Iraqi women say freedoms are slipping away

Iraqi women say freedoms are slipping away

"Women cannot walk freely out in the street," said activist Ban Jamil, who directs the Rasafa Branch of Assyrian Women Union, a local non-governmental organisation in Baghdad. "Women face lack of respect when they walk uncovered," said Jamil, a Christian, who said women are insulted if they show too much skin or walk in public without wearing the Islamic veil, or hijab, to cover their hair. The tide of Islamisation has risen in Iraq as fundamentalist Shiite parties have come to power following the ouster of former leader Saddam Hussein. Although not enforced by the newly established laws, which were written under US patronage, a conservative dress code is widely observed in much of the war-torn country. But conservative dressing in Iraq is not as universally strict as in neighbouring Shiite Iran, or ultra-conservative Sunni Saudi Arabia, where women have to cover from head-to-toe when in public. "We cover and change the way we dress unwillingly due to pressure," said Jinan Mubarak, a Muslim who heads the Iraqi Centre for Training and Employing Women in Baghdad. She said some neighbourhoods are off-limits for women if unveiled, saying that women like herself are forced to change their behaviour in such environments.

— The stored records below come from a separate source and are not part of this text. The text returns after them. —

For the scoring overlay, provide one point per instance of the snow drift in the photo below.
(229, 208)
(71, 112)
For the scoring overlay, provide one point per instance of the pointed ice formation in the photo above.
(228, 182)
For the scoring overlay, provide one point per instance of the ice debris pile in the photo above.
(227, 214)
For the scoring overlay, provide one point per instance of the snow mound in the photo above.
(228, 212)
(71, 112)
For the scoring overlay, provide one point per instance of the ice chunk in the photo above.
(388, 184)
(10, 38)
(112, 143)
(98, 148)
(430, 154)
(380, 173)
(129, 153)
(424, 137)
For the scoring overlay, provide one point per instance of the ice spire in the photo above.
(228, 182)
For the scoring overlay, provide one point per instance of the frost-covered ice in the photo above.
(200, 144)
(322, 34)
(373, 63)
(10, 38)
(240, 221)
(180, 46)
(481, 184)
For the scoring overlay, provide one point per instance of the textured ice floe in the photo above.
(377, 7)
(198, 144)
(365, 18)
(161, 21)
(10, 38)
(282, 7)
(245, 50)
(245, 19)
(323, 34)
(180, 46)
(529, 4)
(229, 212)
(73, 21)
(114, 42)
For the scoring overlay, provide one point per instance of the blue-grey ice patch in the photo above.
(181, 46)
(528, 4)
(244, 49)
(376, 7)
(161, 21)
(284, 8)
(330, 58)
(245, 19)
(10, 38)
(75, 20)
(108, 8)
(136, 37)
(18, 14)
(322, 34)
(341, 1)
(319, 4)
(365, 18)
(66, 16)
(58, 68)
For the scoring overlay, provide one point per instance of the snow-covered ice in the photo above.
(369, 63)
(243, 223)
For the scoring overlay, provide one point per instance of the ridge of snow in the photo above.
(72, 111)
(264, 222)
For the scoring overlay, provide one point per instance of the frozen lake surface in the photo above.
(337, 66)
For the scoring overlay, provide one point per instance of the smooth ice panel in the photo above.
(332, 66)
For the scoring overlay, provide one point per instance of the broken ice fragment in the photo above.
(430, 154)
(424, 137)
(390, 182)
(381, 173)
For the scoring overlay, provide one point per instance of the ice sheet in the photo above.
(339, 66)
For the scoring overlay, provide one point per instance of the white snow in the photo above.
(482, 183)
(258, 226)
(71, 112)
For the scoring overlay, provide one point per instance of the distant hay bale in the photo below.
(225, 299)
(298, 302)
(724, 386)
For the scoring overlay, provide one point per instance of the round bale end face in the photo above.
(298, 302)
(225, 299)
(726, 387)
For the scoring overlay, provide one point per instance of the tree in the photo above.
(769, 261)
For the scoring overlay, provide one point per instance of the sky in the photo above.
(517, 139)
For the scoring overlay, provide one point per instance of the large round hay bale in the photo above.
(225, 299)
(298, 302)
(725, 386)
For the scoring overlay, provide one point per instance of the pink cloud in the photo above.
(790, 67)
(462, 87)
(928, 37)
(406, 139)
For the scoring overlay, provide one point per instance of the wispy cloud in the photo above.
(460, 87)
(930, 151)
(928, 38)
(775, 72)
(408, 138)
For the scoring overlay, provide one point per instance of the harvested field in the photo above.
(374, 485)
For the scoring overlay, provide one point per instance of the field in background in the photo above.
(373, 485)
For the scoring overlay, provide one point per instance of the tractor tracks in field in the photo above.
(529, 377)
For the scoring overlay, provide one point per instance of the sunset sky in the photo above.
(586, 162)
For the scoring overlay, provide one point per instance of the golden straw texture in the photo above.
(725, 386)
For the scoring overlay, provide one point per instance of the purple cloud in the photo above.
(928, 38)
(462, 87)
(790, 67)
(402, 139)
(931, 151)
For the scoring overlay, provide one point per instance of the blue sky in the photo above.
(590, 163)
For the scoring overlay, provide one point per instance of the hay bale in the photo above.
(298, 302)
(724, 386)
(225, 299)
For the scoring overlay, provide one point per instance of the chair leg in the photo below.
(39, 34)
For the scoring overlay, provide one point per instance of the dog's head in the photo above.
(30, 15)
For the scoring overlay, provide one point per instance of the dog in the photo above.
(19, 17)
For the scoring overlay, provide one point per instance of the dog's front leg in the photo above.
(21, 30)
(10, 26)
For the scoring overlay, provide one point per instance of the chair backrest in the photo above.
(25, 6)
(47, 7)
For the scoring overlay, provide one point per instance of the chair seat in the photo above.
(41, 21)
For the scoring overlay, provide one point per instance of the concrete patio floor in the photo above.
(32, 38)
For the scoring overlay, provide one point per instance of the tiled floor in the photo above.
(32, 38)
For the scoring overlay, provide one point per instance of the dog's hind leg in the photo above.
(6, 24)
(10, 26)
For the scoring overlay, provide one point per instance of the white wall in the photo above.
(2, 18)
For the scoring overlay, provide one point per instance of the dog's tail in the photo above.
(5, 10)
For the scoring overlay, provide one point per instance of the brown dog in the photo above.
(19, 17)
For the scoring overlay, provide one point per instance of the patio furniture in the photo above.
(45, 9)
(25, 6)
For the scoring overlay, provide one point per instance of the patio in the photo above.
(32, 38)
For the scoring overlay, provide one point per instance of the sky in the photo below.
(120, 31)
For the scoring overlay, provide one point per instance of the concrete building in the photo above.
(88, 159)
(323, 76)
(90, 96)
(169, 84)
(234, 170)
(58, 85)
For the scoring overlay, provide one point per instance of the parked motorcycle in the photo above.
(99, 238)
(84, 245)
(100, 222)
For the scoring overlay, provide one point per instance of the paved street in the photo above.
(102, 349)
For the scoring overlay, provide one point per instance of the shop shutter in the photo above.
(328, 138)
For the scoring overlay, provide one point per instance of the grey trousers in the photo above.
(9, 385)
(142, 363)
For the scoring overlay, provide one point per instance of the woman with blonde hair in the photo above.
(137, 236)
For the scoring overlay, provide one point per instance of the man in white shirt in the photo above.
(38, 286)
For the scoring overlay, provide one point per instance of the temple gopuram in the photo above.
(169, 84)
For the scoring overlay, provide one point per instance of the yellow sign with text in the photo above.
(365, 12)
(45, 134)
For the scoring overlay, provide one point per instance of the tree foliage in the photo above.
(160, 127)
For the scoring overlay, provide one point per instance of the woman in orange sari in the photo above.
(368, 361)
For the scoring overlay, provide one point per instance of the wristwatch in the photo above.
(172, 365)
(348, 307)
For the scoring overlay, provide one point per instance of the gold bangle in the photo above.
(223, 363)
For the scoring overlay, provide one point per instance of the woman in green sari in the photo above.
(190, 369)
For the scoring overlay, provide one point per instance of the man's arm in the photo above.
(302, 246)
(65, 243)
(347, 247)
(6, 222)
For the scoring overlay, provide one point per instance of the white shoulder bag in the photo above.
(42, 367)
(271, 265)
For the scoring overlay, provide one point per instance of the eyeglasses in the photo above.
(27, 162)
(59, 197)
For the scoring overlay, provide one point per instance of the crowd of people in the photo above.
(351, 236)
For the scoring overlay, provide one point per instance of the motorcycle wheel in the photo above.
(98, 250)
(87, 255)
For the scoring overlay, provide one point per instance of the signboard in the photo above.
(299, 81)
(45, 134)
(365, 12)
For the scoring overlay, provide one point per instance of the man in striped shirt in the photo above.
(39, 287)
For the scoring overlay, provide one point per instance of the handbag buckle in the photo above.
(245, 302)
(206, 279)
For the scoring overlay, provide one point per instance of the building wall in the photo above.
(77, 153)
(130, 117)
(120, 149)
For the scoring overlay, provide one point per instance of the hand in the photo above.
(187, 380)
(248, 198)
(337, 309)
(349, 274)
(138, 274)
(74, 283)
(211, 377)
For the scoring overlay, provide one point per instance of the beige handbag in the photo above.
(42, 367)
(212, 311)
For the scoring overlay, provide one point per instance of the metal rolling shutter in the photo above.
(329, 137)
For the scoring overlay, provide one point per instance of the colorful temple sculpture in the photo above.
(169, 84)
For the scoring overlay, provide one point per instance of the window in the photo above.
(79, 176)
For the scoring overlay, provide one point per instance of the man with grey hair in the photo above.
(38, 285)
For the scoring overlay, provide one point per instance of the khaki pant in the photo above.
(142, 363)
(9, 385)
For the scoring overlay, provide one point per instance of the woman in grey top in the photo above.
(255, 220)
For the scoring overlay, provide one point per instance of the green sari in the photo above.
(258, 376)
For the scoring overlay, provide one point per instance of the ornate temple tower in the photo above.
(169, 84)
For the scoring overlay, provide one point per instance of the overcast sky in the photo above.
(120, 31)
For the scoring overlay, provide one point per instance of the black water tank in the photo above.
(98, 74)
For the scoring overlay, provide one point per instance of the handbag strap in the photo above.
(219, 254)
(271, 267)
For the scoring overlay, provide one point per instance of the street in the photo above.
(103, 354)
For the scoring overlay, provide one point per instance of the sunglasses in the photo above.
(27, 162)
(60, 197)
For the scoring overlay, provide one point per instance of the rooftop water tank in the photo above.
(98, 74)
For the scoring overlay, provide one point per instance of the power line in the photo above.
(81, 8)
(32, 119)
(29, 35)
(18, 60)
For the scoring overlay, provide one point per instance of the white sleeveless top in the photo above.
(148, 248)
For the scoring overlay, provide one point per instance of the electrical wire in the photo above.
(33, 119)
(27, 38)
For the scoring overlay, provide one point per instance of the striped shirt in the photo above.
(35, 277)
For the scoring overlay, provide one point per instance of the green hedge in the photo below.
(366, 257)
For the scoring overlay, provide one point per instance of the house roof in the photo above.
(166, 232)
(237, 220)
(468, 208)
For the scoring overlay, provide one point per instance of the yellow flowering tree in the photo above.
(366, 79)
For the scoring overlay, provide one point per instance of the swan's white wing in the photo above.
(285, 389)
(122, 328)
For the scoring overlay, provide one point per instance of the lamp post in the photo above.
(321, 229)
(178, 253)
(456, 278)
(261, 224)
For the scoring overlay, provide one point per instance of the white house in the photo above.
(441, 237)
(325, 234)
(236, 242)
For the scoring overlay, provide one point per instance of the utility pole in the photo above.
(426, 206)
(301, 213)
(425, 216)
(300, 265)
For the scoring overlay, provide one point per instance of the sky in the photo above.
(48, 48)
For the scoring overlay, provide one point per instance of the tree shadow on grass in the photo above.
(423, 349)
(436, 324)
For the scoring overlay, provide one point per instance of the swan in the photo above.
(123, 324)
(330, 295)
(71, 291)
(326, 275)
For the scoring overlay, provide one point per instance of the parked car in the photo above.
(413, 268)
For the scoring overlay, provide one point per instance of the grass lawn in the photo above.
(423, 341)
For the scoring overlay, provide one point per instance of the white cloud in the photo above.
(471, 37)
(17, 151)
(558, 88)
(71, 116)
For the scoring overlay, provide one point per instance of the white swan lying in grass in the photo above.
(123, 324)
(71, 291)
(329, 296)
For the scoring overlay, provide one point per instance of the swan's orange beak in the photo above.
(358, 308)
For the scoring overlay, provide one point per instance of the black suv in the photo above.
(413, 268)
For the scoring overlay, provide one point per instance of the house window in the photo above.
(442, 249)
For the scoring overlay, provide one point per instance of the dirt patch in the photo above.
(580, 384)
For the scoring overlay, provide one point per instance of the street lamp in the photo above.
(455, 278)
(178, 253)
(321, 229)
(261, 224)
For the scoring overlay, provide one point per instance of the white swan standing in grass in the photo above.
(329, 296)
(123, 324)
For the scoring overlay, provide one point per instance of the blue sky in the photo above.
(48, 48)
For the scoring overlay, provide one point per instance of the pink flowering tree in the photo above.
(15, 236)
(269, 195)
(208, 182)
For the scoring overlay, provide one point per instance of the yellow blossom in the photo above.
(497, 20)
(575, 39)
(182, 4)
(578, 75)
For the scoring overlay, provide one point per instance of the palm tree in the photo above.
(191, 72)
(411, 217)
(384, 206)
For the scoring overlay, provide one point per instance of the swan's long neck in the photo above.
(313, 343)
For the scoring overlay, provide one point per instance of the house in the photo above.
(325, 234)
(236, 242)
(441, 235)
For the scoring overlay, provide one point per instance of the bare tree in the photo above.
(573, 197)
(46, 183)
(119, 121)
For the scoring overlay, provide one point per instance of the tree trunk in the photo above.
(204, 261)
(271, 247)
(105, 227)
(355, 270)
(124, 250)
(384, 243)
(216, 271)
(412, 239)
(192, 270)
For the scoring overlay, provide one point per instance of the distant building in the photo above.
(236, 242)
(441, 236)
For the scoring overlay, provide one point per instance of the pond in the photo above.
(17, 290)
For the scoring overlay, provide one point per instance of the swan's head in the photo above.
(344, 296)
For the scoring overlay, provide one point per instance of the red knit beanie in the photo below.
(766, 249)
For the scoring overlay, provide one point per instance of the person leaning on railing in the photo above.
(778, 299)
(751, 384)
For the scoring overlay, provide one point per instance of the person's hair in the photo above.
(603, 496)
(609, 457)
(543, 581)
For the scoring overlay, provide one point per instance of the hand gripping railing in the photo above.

Lebanese novelist, short-story writer and playwright Hanan al-Shaykh about the veil:

War and Writing

I fully agree with the French policy banning headscarves in public schools. I don't want any girls to wear a veil. When I see a girl of 6 or 7, or even 13 and 14, wearing a veil, I think it's brainwashing. It's not about freedom; it's about brainwashing. There is a 17-year-old girl in England who recently took her school to court for not allowing her to go to classes wearing Muslim attire. She finally won the case. I was very angry. My English friends were very surprised with my attitude. They said to me, "Hanan, she's free to wear what she wants," and I said "no." It's like I became the fundamentalist! First of all, this girl is being brainwashed or she's trying to attract attention. Do you allow the Japanese girl to come to school with the Geisha look? No. It's a costume. Why should it be allowed? Likewise, the veil is part of a strange costume. It's not about understanding Islam. I don't want any girl really to put it on until she understands what it really means.